The summer that but a while ago seemed so far off has come. Sunbonnets and straw hats bobbing above the herdsgrass and daisies, with bobolinks in arrested flight scolding musically over them, give token of ripe strawberries. Busy robins flock to the cherry trees to claim the first fruit. The incessant chirr of the mowing machine comes from a distant meadow, like the voice of some gigantic locust, and, mingled with it, the old midsummer music of the whetted scythe. The first raspberries ripen in the fence corners, the apple branches stoop to the weight of growing fruit, and the squirrels make midden heaps under the pear trees.

There are days and weeks of drought, when corn leaves droop and curl, and even the sturdy weeds wilt; the crop pastures grow sear and dusty under the hooves of hungry flocks and herds; the babbling rivulets are silent dry gullies, and the noisy rivers are shrunk to attenuated threads that crawl among the boulders of their beds with scarcely enough strength to stir their shallow pools. Distant thunderstorms growl unfulfilled promises of rain. For a little while the red, rayless sun is veiled with clouds; the shifting breeze brings the wholesome fragrance of moist earth, and the parched ground is tantalized with a patter of great raindrops, and then the red sun blazes forth again, fierce and relentless.

But one night we awake to hear the steady patter of rain upon the roof and leaves, the drip of eaves, until the thirsty earth drinks its fill, and the replenished brooks overflow and comb the meadow grass down flat and straight upon their banks.

Along the shaded stream or rock-bound shore of lake the angler invites the capricious bass with various lures, or trolls for pike and pickerel in winding, rush-paled channels where white squadrons of anchored waterlilies are tossed on the boat's wake. The splash of oars frightens a wood duck and her half-grown brood to flight, tearing out of the sedges with a prodigious flutter and a clamor of tremulous squeaks that makes one's heart beat as quick as their vibrant wings, in anticipation of glorious autumnal sport. A startled bittern, with an unmistakable expression of disgust at the intrusion, springs awkwardly from the weeds, and a great heron breaks from statuesque repose and sags away on laboring pinions, until he is a wavering speck against the sky.

Wandering in neighboring woods where dwarf cornel dapples the hemlock shade with its white blossoms and scarlet berries, the summer idler may get a shack of the nerves by the sudden outburst of a pack of grouse from a quiet bramble thicket, the half-grown birds almost as strong of wing as the old, and already shaking thunder from their swift pinions, sounding another promise of autumn's glorious days.

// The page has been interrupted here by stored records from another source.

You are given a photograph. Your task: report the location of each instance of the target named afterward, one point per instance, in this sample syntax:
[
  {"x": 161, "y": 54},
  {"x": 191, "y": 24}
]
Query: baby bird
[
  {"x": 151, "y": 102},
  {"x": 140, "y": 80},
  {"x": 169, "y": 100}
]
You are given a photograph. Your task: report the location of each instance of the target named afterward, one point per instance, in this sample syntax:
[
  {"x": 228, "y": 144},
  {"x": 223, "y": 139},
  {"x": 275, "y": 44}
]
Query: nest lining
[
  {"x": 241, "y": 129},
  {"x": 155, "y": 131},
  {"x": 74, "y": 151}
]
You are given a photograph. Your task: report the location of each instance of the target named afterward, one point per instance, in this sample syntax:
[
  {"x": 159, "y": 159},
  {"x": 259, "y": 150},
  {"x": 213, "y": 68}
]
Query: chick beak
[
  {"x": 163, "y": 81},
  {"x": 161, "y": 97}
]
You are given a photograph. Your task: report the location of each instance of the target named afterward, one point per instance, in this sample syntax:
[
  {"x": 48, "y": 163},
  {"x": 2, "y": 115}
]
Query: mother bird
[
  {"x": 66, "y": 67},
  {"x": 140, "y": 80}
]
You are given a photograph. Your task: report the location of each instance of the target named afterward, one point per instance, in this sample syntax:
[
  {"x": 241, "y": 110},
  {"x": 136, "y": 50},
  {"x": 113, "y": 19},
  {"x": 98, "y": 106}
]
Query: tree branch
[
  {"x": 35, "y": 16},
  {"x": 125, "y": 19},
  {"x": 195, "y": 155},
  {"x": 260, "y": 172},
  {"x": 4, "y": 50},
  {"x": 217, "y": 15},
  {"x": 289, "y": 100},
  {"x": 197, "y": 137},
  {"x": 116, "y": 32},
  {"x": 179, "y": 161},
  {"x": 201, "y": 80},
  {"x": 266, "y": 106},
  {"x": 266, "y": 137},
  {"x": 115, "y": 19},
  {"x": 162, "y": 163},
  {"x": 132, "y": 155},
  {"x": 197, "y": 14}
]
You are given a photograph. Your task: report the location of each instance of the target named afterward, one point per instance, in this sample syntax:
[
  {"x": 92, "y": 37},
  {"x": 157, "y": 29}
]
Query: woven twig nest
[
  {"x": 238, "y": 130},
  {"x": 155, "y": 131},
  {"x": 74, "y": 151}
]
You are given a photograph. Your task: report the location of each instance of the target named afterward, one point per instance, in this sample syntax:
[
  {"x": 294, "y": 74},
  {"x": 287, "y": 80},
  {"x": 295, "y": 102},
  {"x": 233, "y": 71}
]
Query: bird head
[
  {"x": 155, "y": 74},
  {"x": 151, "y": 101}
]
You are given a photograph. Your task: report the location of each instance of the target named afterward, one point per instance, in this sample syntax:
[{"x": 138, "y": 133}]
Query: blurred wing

As swiftly as the spring went, the summer passes; the bobolink has donned his sober coat and gone; the plover chuckles his farewell to northern uplands; the swallows congregate in grand council, considering migration; the last flame of summer is kindled in the cardinal's bloom; presently we shall see the first glow of autumn's many-colored fires.

Rowland E. Robinson was a turn-of-the-century Vermonter.